De 33.000 overgebleven soldaten worden door de Nederlanders ontwapend en tot het einde van de oorlog in interneringskampen geplaatst. Nederland wilde zijn neutraliteit absoluut bewaren door geen enkele oorlogvoerende natie te bevoordelen. Daarom werd iedere buitenlandse strijder die zich op het Nederlandse grondgebied bevond, van zijn vrijheid beroofd.

Ook de Duitsers nemen tijdens het conflict 46.000 Belgische soldaten gevangen en sturen ze naar kampen in Duitsland, waar ze worden opgesloten, in loodzware omstandigheden. Want Duitsland gaat gebukt onder een blokkade. Als de Duitse burgerbevolking al een gebrek aan basisproducten had, kunt u zich wel voorstellen in welke schrijnende toestand de gevangenen leefden! De soep, op basis van pruimen of bieten, was zo helder als water en het brood was gemaakt van haverzemelen en aardappelen. Door gebrek aan zeep en hygiëne bezweken de verzwakte gevangenen bij honderden aan tyfus en cholera. In theorie beschikt iedere krijgsgevangene en geïnterneerde over een individueel dossier, aangelegd door de Belgische Middendienst voor Krijgsge- vangenen en Geïnterneerden, vandaag bewaard bij de documentatiedienst van het KLM.

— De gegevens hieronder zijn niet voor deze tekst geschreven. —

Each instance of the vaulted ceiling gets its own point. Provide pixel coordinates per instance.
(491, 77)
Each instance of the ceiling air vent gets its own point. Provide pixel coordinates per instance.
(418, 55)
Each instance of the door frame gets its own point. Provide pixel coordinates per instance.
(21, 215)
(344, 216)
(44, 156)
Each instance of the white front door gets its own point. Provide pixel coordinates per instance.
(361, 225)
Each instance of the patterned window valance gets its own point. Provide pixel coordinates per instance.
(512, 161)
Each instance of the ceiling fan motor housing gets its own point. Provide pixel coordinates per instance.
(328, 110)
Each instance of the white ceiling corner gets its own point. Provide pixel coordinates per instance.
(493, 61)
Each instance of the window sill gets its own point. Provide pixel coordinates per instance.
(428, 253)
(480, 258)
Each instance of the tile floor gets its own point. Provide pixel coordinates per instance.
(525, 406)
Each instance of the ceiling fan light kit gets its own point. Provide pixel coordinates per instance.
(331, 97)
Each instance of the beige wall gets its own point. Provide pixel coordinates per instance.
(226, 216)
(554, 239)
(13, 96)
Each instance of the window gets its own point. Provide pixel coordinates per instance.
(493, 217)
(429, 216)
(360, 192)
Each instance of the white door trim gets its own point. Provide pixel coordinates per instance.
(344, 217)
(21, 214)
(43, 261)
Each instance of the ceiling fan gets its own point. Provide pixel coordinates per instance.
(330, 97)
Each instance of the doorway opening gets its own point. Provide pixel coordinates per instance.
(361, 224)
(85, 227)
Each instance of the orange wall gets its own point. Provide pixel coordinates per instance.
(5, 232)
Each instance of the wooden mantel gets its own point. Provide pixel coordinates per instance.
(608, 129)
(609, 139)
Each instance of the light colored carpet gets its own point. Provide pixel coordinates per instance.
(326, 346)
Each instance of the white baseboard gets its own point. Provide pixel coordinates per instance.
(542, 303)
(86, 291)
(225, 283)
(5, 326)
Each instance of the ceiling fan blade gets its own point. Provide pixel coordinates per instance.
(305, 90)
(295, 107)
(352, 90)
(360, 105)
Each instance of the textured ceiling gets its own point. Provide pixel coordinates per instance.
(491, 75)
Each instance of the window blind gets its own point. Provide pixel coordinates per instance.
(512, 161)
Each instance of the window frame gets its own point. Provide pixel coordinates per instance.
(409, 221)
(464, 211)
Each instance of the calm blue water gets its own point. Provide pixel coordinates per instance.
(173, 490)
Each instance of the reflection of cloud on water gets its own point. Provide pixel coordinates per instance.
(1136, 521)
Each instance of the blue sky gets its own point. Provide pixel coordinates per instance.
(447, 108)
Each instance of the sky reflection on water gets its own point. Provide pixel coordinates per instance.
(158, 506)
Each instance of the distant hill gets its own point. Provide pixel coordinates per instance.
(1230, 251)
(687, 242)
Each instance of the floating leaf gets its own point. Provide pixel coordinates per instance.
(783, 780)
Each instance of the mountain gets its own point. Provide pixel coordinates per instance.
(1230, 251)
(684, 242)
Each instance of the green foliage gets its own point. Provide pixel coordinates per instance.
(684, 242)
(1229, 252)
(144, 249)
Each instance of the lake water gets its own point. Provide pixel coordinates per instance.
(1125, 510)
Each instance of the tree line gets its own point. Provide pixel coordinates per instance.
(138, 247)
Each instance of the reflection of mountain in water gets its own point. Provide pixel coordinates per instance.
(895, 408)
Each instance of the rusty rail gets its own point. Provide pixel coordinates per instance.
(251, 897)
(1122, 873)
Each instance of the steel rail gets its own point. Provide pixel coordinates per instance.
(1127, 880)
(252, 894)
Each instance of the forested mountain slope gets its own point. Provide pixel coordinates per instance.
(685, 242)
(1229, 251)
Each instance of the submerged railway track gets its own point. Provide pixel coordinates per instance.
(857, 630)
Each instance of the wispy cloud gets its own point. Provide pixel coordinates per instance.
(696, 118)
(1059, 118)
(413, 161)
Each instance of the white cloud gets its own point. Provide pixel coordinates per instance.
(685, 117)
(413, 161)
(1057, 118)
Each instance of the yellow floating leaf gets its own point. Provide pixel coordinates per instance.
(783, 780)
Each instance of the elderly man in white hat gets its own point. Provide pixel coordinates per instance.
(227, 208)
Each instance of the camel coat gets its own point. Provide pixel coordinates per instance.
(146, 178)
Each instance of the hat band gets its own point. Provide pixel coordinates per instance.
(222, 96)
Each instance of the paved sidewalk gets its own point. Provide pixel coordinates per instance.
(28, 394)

En de burgers in dit alles?

De geschiedenis van de Eerste Wereldoorlog beperkt zich niet tot de soldaten en hun families: ook de burgers die op bezet grondgebied en dicht bij het slagveld leefden, betaalden een hoge prijs. De slachtoffers van granaatinslagen en verdwaalde kogels waren niet te tellen, evenmin als zij die opzettelijk en gruwelijk werden vermoord door het Duitse leger in Leuven, Aarschot, Tamines of Dinant. En dan zijn er de 120.000 burgers die onder dwang in de Zivilarbeiter Batallione zijn beland, naar Duitsland werden gedeporteerd of dicht bij het front als dwangarbeiders aan het werk werden gezet.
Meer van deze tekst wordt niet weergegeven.